Ärgerlich war aus Sicht der Gäste, dass sie sich zu Recht benachteiligt fühlten. Es ist der Mannschaft hoch anzurechnen, dass sie sich während des Matchs nicht an den Pfiffen oder dem Ausbleiben dieser aufrieben. Ebenso ehrt es zum Beispiel Torhüter Christopher Rudeck, dass er im Interview nach dem Spiel völlig ruhig blieb und eine Schiri-Kritik eigentlich nur im Subtext mitschwang.

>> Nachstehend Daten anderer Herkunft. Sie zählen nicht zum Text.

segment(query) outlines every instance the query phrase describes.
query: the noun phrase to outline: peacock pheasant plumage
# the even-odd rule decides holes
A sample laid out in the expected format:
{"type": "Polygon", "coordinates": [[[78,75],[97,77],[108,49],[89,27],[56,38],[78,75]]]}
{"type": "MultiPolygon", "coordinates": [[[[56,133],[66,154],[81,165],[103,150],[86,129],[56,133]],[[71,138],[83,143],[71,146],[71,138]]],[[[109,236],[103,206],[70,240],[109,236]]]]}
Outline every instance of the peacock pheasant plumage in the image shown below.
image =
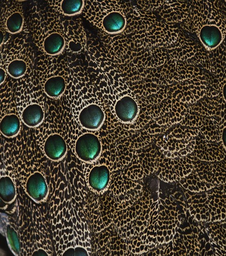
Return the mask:
{"type": "Polygon", "coordinates": [[[225,0],[0,0],[1,256],[226,255],[226,24],[225,0]]]}

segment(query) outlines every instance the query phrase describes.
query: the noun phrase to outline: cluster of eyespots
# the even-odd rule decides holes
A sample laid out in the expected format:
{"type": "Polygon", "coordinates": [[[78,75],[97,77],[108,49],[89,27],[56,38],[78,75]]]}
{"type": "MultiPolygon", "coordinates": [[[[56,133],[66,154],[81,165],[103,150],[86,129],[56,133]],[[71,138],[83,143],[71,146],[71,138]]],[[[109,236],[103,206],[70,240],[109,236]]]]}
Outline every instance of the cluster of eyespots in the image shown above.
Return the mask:
{"type": "MultiPolygon", "coordinates": [[[[85,108],[80,113],[79,119],[82,127],[87,130],[96,130],[101,127],[105,120],[102,109],[96,105],[92,104],[85,108]]],[[[100,155],[101,144],[97,137],[87,133],[79,138],[76,145],[79,157],[85,162],[95,161],[100,155]]],[[[93,189],[100,190],[104,189],[109,180],[109,172],[104,166],[96,166],[89,174],[89,182],[93,189]]]]}
{"type": "Polygon", "coordinates": [[[205,26],[200,32],[202,42],[210,48],[216,47],[221,40],[221,34],[217,27],[205,26]]]}
{"type": "Polygon", "coordinates": [[[23,25],[23,18],[18,13],[10,16],[7,21],[7,26],[10,33],[15,34],[21,31],[23,25]]]}

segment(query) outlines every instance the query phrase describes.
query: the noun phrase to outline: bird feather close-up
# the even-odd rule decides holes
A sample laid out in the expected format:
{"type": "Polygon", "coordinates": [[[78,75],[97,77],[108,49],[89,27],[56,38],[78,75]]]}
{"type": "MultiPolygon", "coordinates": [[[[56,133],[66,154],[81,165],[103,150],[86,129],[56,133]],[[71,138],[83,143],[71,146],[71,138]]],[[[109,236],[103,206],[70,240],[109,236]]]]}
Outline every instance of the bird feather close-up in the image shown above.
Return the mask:
{"type": "Polygon", "coordinates": [[[226,255],[226,0],[0,0],[1,256],[226,255]]]}

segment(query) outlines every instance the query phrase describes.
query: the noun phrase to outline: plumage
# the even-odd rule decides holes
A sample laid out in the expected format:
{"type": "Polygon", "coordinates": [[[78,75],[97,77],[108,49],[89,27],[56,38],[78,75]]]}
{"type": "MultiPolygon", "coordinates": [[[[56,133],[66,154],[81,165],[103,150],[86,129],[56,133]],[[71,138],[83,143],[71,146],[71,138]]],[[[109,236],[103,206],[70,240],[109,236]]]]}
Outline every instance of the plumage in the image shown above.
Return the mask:
{"type": "Polygon", "coordinates": [[[226,254],[226,7],[0,2],[1,255],[226,254]]]}

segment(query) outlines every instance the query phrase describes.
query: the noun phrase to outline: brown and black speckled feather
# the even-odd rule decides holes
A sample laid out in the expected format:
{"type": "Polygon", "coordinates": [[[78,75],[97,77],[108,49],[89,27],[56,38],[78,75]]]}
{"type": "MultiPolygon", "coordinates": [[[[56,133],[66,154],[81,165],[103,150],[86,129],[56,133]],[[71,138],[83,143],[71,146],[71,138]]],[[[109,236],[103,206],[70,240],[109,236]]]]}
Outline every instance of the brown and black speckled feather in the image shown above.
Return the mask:
{"type": "Polygon", "coordinates": [[[74,1],[70,14],[66,0],[0,2],[0,233],[15,256],[225,255],[225,0],[74,1]],[[113,32],[103,21],[113,13],[124,21],[113,32]],[[220,35],[211,47],[200,33],[210,26],[220,35]],[[62,44],[50,53],[53,34],[62,44]],[[15,60],[26,67],[17,77],[15,60]],[[56,77],[65,88],[51,96],[56,77]],[[128,120],[117,110],[125,97],[136,108],[128,120]],[[43,116],[29,125],[34,104],[43,116]],[[92,104],[103,118],[90,128],[80,116],[92,104]],[[20,128],[7,136],[12,115],[20,128]],[[87,134],[100,152],[84,160],[77,145],[87,134]],[[66,147],[56,159],[46,148],[54,135],[66,147]],[[90,174],[102,166],[109,180],[97,189],[90,174]],[[27,187],[35,174],[47,186],[38,198],[27,187]]]}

Nur ein paar Beispiele, die nicht für die Spielleitung sprachen: In der ersten Halbzeit hoben Heine und Standke die Hand, um Zeitspiel anzuzeigen. Das bedeutet, dass der BHC ab diesem Moment noch vier Pässe zur Verfügung hatte, um zum Wurf zu kommen. Nicht immer wissen die Handballer genau, ab welchem Moment das Zeitspiel gilt. Der Pass zu Lukas Stutzke, der aus der Dynamik abschloss – und traf – war jedenfalls der fünfte. Das Tor zählte also nicht, doch das war nicht alles: Die Schiedsrichter verhängten gegen das BHC-Rückraum-Ass sogar eine Zeitstrafe, weil er den Ball nicht sofort abgelegt hatte. In der Schnelligkeit der Aktion war dies allerdings auch nicht möglich. Auch nach mehrmaligem Videostudium will diese Hinausstellung nicht einleuchten.

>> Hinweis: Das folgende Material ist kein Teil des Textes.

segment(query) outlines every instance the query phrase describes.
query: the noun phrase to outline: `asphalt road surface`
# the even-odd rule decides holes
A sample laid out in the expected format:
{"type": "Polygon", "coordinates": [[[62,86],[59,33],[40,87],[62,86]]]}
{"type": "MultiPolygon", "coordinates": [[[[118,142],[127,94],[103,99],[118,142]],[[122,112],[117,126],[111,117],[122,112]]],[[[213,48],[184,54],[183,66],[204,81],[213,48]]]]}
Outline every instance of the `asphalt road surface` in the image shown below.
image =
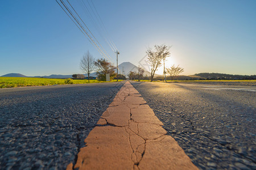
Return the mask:
{"type": "Polygon", "coordinates": [[[0,169],[65,169],[124,82],[0,89],[0,169]]]}
{"type": "Polygon", "coordinates": [[[256,87],[131,83],[200,169],[256,169],[256,87]]]}

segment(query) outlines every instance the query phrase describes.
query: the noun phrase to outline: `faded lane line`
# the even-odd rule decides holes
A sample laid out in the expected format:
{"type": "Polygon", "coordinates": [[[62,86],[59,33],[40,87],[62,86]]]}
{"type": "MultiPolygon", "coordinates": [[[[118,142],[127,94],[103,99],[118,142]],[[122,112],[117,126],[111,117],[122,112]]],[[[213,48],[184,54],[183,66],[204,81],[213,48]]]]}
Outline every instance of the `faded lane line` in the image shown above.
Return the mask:
{"type": "Polygon", "coordinates": [[[67,169],[198,169],[126,82],[67,169]]]}

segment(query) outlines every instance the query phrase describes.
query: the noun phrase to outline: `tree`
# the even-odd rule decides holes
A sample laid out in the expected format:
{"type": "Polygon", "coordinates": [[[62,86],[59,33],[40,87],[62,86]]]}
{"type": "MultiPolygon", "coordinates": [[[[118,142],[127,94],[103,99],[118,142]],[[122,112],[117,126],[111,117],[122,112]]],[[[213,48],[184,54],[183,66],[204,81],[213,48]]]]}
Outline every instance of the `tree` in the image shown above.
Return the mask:
{"type": "MultiPolygon", "coordinates": [[[[114,79],[117,79],[117,76],[115,76],[114,79]]],[[[119,80],[126,80],[126,78],[123,75],[122,75],[121,74],[118,74],[118,79],[119,80]]]]}
{"type": "Polygon", "coordinates": [[[138,73],[138,80],[139,82],[141,79],[143,77],[144,72],[145,72],[145,69],[142,67],[139,68],[139,72],[138,73]]]}
{"type": "Polygon", "coordinates": [[[129,77],[129,79],[133,80],[134,79],[135,76],[135,73],[133,71],[130,71],[129,74],[128,75],[128,76],[129,77]]]}
{"type": "Polygon", "coordinates": [[[84,76],[84,74],[77,74],[77,76],[76,76],[77,78],[80,79],[84,79],[85,76],[84,76]]]}
{"type": "Polygon", "coordinates": [[[72,77],[73,78],[77,78],[77,74],[73,74],[72,75],[72,77]]]}
{"type": "Polygon", "coordinates": [[[95,70],[94,60],[93,56],[88,50],[86,54],[84,54],[80,61],[80,69],[84,73],[87,74],[88,82],[90,81],[90,74],[95,70]]]}
{"type": "Polygon", "coordinates": [[[177,65],[177,66],[176,67],[174,65],[173,65],[170,68],[166,69],[167,73],[171,76],[171,79],[172,81],[177,75],[184,71],[184,69],[179,67],[179,65],[177,65]]]}
{"type": "Polygon", "coordinates": [[[97,75],[99,79],[106,81],[106,74],[110,74],[110,80],[112,80],[117,75],[115,72],[115,67],[105,59],[98,59],[94,64],[98,68],[97,75]]]}
{"type": "Polygon", "coordinates": [[[148,63],[151,66],[150,81],[153,81],[154,76],[158,68],[162,65],[162,61],[166,58],[170,54],[169,52],[170,48],[165,45],[155,45],[155,50],[151,48],[148,49],[146,52],[147,54],[148,63]]]}

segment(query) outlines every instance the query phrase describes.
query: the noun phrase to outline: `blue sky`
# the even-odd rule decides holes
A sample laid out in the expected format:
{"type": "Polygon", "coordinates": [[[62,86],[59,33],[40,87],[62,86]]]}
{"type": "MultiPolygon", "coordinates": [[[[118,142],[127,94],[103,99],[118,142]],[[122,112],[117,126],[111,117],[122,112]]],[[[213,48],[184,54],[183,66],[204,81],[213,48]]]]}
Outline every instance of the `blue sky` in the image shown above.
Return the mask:
{"type": "MultiPolygon", "coordinates": [[[[70,2],[114,62],[101,34],[120,52],[119,63],[143,65],[147,48],[165,44],[172,45],[167,66],[179,64],[184,75],[256,74],[255,1],[93,0],[108,33],[81,1],[70,2]]],[[[0,75],[80,73],[87,50],[103,57],[55,1],[4,1],[0,20],[0,75]]]]}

Sprung zum Ende: Der SC Magdeburg führte 22:21, die letzten Sekunden der Partie liefen. Nach einem Pass zurück zu SCM-Torhüter Mike Jensen hoben die Schiris den Arm – Zeitspiel. Jensen spielte einen weiteren Pass, Wiegert nahm die Auszeit, und Heine/Standke zeigten an, dass der SCM den Ball noch vier Mal spielen dürfe. Dabei hatte das Duo doch in der ersten Halbzeit eindrucksvoll bewiesen, dass es bis vier zählen kann.
War das nun entscheidend? Vermutlich nicht. Doch die beiden hatten wirklich kein glückliches Händchen – und zumeist war der BHC am falschen Ende der Entscheidung. Die Rote Karte gegen Frederik Ladefoged war unberechtigt, die gegen Arnor Gunnarsson hingegen zwingend. Magdeburgs Philipp Weber bekam für ein Stürmerfoul gegen Djibril M'Bengue einen Siebenmeter, Tomas Babak nach einem Durchbruch inklusive Zeitstrafe für den Gegner kurz vor Schluss nicht. Es kam einiges zusammen.
Eine gewisse Fehlertoleranz muss Schiedsrichtern in der Hitze des Gefechts natürlich zugestanden werden. Und nein, Heine/Standke haben den BHC selbstverständlich nicht absichtlich benachteiligt. Aber sie waren mit diesem Match überfordert – BHC-Brille und Lokalkolorit hin oder her.